Cyber-physical WebAssembly: Secure Hardware Interfaces and Pluggable Drivers

TL;DR

This work addresses the security and maintenance challenges of integrating hardware interfaces into IoT/edge devices by proposing standardized WASI interfaces for I2C and USB and a cyber-physical architecture where apps and device drivers run inside WebAssembly. The approach combines interface worlds, host/guest components, and runtime linking with capability-based and ACL-based security to mediates hardware access through Wasm. The authors implement three proof-of-concept deployments (I2C in Wasmtime, I2C in WAMR, USB in Wasmtime) and evaluate performance, showing minimal USB overhead ($<$1.4 MiB/s throughput reduction) but highlighting significant runtime initialization overhead in Wasmtime for I2C ($7.16$ ms worst-case). The results support the feasibility of standardized I2C/USB WASI interfaces for secure, modular hardware access on resource-constrained devices, while also outlining future work on standardization, cross-runtime support, and asynchronous capabilities. This work lays groundwork for a secure, modular, and forward-compatible cyber-physical WebAssembly ecosystem for IoT and embedded systems.

Abstract

The rapid expansion of Internet of Things (IoT), edge, and embedded devices in the past decade has introduced numerous challenges in terms of security and configuration management. Simultaneously, advances in cloud-native development practices have greatly enhanced the development experience and facilitated quicker updates, thereby enhancing application security. However, applying these advances to IoT, edge, and embedded devices remains a complex task, primarily due to the heterogeneous environments and the need to support devices with extended lifespans. WebAssembly and the WebAssembly System Interface (WASI) has emerged as a promising technology to bridge this gap. As WebAssembly becomes more popular on IoT, edge, and embedded devices, there is a growing demand for hardware interface support in WebAssembly programs. This work presents WASI proposals and proof-of-concept implementations to enable hardware interaction with I2C and USB, which are two commonly used protocols in IoT, directly from WebAssembly applications.
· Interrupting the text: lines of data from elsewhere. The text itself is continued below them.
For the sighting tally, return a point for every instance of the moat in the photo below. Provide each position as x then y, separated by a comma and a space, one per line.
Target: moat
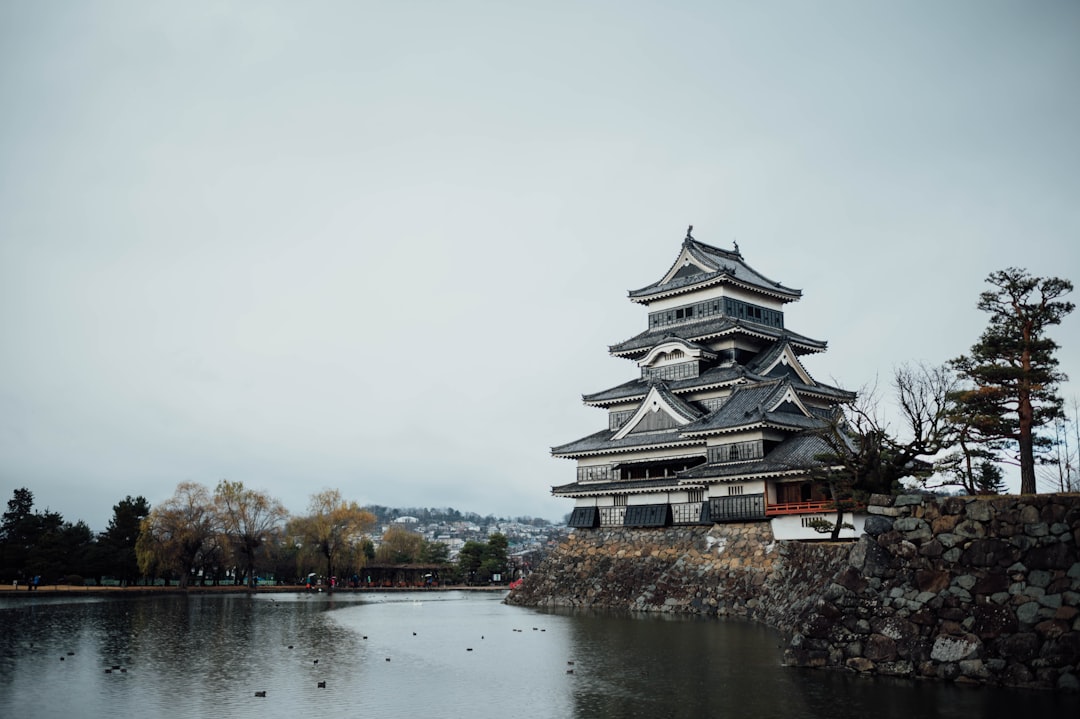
429, 653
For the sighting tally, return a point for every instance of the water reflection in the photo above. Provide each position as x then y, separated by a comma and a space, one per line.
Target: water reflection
453, 654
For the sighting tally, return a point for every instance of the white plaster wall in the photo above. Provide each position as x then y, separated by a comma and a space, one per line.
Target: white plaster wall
790, 527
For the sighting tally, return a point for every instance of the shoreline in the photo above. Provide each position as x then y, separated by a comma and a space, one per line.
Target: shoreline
61, 589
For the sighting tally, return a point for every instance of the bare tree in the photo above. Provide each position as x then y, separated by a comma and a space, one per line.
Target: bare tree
864, 457
333, 529
178, 533
248, 519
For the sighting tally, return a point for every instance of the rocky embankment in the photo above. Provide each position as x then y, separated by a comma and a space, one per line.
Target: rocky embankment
736, 569
969, 589
983, 591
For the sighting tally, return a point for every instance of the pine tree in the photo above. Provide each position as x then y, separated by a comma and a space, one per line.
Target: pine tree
989, 478
1012, 368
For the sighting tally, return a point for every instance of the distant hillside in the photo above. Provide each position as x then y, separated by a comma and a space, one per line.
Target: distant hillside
433, 515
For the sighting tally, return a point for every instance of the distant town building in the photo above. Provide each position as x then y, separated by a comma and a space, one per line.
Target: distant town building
721, 423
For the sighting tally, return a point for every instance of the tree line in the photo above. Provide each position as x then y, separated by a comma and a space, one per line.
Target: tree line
960, 421
231, 533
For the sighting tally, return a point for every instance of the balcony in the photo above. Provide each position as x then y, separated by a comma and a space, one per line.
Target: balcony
817, 506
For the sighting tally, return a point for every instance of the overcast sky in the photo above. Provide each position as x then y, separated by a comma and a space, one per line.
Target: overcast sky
382, 247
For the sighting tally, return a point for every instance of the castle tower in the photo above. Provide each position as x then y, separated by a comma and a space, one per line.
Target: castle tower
723, 421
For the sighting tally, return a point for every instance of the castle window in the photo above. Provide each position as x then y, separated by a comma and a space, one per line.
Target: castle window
737, 451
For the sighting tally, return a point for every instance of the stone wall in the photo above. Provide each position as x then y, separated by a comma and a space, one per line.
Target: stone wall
970, 589
960, 588
732, 569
This is achieved by running the device drivers within WebAssembly as well. A thorough evaluation of the proof of concepts shows that WASI-USB introduces a minimal overhead of at most 8% compared to native operating system USB APIs. However, the results show that runtime initialization overhead can be significant in low-latency applications.

Figures (4)

• Figure 1: Schematic representation of the proof-of-concept architecture that enables I2C and USB hardware interface support in Wasm applications. The application and device drivers run as Wasm guest components and connect to the host components via WASI. The host components provide ACL and capability-based security and use underlying OS-specific APIs to implement the interfaces. This figure contains resources from Flaticon.com.
• Figure 2: Mean cold start execution times for writing a four-digit number to the display and reading the temperature from the HTS221 sensor, comparing native, Wasmtime, and WAMR implementations.
• Figure 3: USB flash drive sequential read speeds across various platforms for both native and Wasm guest applications show minimal overhead on high-powered machines, while lower-powered devices experience a larger overhead. The reported speeds represent the median throughput.
• Figure 4: Round-trip time for a 32-byte USB bulk transfer across different platforms, comparing native and Wasm guest applications. x86 Linux shows minimal outliers and reasonable overhead, whereas AArch64 displays greater overhead. The reported times represent the median round-trip time.